Нет, даже не так. Не грамотки, а ответа Гонория III на письмо Константина, направленное в Рим. На письмо, которого рязанский князь никогда не писал и даже в мыслях не собирался этого делать. Первую половину текста Константин вообще пропустил мимо ушей, хотя и зря, конечно. С другой стороны, какой смысл вслушиваться в суть, если все, что там понаписано, голая ложь и ничего, кроме лжи?
В висках нетерпеливо и зло стучал только один вопрос: «Кто?!»
Выбор имелся, хотя и ограниченный, однако, сколько ни перебирал Константин, ответа так и не нашел. Все его рассуждения заходили в безнадежный тупик – отыскать вдохновителя этой липы по старинному принципу «кому выгодно?» представлялось совершенно безнадежным делом. Уж очень для многих тут была выгода.
Да, не он первым начинал, не он бряцал оружием, не он предъявлял многочисленные и ни на чем не основанные претензии – ну и что? В конечном итоге все они были побежденными, а он – победителем. Как бы ни были виноваты проигравшие, все равно они в обиде не на себя, а на того, кто их обыграл. Это – закон.
«Хотя тут надо не о разгадке думать, – оборвал он себя. – Прикинь лучше, как из Киева уйти.

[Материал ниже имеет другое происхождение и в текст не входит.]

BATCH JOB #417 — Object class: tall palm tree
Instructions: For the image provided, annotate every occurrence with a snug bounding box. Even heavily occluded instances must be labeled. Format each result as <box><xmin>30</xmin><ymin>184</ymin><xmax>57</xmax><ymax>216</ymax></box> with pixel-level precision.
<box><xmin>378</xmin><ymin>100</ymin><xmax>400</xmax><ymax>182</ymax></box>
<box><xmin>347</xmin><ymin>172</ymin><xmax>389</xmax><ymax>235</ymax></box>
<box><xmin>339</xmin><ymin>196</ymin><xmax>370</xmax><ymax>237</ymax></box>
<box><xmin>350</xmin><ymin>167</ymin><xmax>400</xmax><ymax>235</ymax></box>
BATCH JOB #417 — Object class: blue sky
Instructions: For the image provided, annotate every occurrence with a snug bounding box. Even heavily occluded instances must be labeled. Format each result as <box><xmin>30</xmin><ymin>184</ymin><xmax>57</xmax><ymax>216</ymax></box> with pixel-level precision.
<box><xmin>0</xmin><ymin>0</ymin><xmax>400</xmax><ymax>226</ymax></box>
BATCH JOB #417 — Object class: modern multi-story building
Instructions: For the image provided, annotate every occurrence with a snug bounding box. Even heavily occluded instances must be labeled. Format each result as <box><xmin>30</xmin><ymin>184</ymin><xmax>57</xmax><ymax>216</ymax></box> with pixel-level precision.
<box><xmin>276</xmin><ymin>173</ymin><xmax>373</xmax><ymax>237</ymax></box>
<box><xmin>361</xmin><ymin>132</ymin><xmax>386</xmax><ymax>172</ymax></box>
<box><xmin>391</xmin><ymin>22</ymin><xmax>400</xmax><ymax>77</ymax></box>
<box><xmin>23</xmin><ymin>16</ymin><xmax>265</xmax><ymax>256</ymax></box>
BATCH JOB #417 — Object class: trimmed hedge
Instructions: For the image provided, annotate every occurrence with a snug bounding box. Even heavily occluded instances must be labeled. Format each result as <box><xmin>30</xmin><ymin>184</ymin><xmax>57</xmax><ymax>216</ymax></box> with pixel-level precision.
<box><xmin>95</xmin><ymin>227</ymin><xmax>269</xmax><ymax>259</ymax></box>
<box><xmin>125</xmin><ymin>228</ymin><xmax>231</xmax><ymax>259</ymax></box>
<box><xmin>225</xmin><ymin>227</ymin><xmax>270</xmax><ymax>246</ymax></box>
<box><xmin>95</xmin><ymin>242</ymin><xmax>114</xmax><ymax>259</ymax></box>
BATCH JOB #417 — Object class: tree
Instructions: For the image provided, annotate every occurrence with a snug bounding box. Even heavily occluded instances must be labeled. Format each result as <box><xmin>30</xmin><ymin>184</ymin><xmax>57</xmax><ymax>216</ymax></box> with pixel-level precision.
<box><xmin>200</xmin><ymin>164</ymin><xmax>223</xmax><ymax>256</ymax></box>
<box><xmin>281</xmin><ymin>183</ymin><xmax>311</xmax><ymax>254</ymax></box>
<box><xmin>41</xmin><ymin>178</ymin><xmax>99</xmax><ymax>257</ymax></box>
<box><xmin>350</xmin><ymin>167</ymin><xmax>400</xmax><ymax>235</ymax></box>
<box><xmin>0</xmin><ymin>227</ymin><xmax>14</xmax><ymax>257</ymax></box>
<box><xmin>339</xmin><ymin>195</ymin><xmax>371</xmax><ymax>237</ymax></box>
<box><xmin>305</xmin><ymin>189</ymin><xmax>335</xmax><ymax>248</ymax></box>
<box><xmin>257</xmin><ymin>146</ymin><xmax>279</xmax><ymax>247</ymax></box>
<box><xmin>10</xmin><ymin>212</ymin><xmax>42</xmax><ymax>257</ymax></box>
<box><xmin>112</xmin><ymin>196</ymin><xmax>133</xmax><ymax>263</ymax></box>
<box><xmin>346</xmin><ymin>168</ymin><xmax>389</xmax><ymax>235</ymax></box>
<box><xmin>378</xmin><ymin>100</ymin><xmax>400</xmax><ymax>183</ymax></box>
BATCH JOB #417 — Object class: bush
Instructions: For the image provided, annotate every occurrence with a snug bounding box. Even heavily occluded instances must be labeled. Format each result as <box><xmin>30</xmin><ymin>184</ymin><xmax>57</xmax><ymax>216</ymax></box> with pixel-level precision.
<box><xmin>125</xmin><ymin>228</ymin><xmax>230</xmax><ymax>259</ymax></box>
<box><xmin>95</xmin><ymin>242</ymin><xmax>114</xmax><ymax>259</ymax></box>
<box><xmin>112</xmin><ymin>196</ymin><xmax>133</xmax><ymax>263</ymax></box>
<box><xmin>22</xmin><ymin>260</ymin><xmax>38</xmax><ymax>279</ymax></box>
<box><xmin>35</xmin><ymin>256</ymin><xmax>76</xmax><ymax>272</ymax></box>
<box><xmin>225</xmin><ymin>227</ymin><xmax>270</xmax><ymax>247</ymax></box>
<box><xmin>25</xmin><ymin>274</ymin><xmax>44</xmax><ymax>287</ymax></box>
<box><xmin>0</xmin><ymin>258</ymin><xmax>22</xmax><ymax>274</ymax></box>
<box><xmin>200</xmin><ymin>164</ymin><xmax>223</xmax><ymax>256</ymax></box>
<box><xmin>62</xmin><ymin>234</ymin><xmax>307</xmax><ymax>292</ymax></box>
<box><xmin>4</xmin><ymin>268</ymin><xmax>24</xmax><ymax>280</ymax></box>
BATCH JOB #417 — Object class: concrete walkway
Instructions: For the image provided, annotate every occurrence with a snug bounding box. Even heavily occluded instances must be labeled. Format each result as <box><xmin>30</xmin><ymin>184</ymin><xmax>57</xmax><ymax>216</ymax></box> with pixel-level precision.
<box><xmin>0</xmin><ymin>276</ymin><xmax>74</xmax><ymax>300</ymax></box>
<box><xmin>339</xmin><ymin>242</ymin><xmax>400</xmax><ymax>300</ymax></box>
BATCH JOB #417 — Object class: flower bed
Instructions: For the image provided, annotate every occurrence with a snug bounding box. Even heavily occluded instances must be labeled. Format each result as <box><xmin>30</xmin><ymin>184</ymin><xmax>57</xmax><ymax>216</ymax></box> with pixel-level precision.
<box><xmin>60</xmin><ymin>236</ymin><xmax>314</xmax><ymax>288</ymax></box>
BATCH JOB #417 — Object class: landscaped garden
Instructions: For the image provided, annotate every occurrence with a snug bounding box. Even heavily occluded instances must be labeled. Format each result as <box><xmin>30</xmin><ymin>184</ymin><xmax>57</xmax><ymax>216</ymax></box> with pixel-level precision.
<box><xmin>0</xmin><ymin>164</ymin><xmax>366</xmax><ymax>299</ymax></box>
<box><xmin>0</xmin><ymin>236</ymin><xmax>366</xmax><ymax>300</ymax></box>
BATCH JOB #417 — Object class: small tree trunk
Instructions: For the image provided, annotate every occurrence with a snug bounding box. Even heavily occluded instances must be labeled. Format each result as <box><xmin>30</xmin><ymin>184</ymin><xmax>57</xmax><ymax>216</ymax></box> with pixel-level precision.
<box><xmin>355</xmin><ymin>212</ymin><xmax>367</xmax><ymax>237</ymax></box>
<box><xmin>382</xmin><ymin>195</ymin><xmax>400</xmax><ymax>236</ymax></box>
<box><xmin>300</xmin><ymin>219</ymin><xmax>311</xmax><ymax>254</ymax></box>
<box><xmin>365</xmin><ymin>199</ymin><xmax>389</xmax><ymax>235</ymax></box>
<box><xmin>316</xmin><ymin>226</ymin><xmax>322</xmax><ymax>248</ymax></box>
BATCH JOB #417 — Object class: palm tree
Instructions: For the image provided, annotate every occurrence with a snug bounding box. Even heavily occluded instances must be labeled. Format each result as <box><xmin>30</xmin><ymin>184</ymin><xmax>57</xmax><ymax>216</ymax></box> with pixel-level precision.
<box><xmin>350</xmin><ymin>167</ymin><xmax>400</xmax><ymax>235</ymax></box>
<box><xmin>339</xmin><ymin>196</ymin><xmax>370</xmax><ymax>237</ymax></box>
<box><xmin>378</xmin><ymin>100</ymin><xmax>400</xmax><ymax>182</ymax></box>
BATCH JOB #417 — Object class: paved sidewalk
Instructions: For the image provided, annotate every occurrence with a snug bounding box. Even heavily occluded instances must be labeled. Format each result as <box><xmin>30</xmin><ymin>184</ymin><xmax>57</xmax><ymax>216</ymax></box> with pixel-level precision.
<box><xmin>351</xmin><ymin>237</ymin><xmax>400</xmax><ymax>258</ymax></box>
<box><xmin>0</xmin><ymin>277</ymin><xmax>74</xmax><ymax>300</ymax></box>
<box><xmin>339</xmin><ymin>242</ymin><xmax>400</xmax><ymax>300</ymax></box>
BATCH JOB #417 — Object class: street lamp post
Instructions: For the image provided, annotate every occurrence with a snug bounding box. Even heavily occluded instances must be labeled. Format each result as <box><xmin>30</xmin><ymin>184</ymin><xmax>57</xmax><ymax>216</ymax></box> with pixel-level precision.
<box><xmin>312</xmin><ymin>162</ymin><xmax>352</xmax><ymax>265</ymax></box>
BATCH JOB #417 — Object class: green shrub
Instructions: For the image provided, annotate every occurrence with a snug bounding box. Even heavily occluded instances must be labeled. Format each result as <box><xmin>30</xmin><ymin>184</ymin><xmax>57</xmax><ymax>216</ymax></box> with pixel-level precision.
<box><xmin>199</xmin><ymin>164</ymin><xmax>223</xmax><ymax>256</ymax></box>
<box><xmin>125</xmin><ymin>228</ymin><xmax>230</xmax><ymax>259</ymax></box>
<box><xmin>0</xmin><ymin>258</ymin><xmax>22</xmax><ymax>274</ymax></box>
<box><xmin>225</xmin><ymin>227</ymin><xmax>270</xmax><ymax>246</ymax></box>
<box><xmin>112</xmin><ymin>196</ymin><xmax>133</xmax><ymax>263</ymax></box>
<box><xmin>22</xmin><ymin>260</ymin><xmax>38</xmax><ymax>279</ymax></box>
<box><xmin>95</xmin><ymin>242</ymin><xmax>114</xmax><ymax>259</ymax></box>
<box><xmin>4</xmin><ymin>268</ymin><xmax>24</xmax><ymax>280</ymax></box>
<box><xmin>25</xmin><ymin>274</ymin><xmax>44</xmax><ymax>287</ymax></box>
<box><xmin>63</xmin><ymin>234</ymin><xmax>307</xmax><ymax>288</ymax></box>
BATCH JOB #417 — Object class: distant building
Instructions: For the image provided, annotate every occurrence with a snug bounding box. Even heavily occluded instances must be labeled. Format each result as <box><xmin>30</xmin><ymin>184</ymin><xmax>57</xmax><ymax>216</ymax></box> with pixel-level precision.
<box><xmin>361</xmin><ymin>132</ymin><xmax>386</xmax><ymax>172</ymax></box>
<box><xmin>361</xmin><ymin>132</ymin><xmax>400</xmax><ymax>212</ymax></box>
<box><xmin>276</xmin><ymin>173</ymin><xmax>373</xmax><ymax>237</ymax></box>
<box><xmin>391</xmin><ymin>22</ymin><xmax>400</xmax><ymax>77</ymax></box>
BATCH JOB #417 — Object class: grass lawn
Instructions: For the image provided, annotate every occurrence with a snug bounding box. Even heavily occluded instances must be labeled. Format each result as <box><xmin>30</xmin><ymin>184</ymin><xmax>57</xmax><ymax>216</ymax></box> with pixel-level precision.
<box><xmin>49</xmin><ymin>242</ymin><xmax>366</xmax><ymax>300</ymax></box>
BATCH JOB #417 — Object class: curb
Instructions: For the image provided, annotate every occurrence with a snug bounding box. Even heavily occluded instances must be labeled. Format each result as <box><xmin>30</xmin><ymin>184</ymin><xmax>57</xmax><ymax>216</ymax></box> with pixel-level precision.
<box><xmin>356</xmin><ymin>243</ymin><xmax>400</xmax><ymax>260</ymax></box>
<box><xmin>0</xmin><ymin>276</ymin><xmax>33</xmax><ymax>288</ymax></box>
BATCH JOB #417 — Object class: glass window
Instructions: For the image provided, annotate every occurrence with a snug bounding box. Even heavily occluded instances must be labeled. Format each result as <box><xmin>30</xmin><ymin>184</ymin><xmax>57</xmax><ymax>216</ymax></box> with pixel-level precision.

И желательно живым», – добавил со вздохом, вновь заставляя себя вслушаться в словесные кружева, которые плел Ярослава.
Сочинено все было так искусно, что оставалось только схватиться за голову. Из текста грамотки выходило, что еще во время встречи в Кукейносе Константин задумался о перемене веры как для себя самого, так и для всех своих подданных. О том он якобы и писал папе римскому. Взамен же просил, чтобы рижский епископ ему поддался и не противился, когда рязанский князь пойдет его воевать, иначе Константину не видать царева венца, а без него он не сумеет принудить всех прочих к новой вере. А вот когда у него на голове окажется корона, тогда он сможет открыто принять папского легата.
А чтоб ни народ, ни князья тому не противились, Константин просил наслать на Русь еще и монголов, чтоб у людей все опасения напрочь затмил страх перед неведомым врагом.
Далее следовало подробное обсуждение церковных дел. Римский папа обещал, что епископов нынешних он, по возможности, обижать не станет, разве что заменит кое-кого из откровенно дряхлых старцев. Митрополита Мефодия он тоже смещать не станет, напротив, вручит ему кардинальскую шапочку.